Dairy barns of the future will likely focus on natural cow behaviors, climate control, reducing emissions, reusing waste streams, manure quality and capital efficiency, according to Wageningen University & Research (WUR) in the Netherlands.
WUR reported that an international team of scientists led by Paul Galama with Wageningen Livestock Research has mapped the possibilities.
The factors mentioned, including cow behavior, reusing waste streams and reducing emissions, are mutually dependent, WUR said. That is why it is essential to balance the different issues, the scientists said.
A larger barn is costlier, has a more significant impact on the environment and may result in increased emissions. Freestall barns appear to enhance the well-being of animals by offering plenty of space and increasing cows' life span, and they have lower ammonia emissions, WUR said.
Galama explained that the primary criterium for many dairy farmers is: How much space do I wish to offer my cattle? In a freestall dairy, the cow has approximately four times as much room to lie down as in a cubicle barn. If the cows are put to pasture full time, this space may even be used for horticulture or for keeping pigs or poultry — a multifunctional building.
A second criterium is which organic fertilizers are suited to the farm, Galama said. Floors that separate manure into feces and urine allow for lower emissions and more precise fertilization of pastures and arable land. Freewalk barns with woodchips, sawdust, elephant grass or seagrass as bedding allow for the production of manure with a high level of organic content, he added.

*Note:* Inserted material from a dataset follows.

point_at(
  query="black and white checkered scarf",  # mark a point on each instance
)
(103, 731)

The main challenge is to view the barn as an integral part of the entrepreneurial system. After all, the barn affects the entire operation and the manure chain of the barn, storage and use. It must fit within the view on nature management, closing cycles, precision agriculture and society values, Galama said.
There are still numerous technical issues to be overcome, he added, listing low-emission flooring, manure removal and storage, alternative freewalk bedding, sustainable building materials, flaring of methane gas or floating barns with optimal usage of waste streams from nearby urban areas.
Galama said he considers the “multi-climate” building an interesting challenge. The idea is based on capturing the air released in the freewalk barn, cubicle barn or manure basements and blowing this through the bedding in the freewalk area. Thus, the freewalk area is used as a biofilter.
WUR said the researchers believe that combining barn systems and innovations is the way forward.
"There are already many techniques available to reduce emissions in existing barns," Galama said. "More physical space for natural animal behavior is a win-win for both farmers and animals, we expect."
In an article published in the Journal of Dairy Science, the researchers extensively discuss the differences, advantages and disadvantages of different barn designs. The research was funded by the European Union Horizon 2020 program.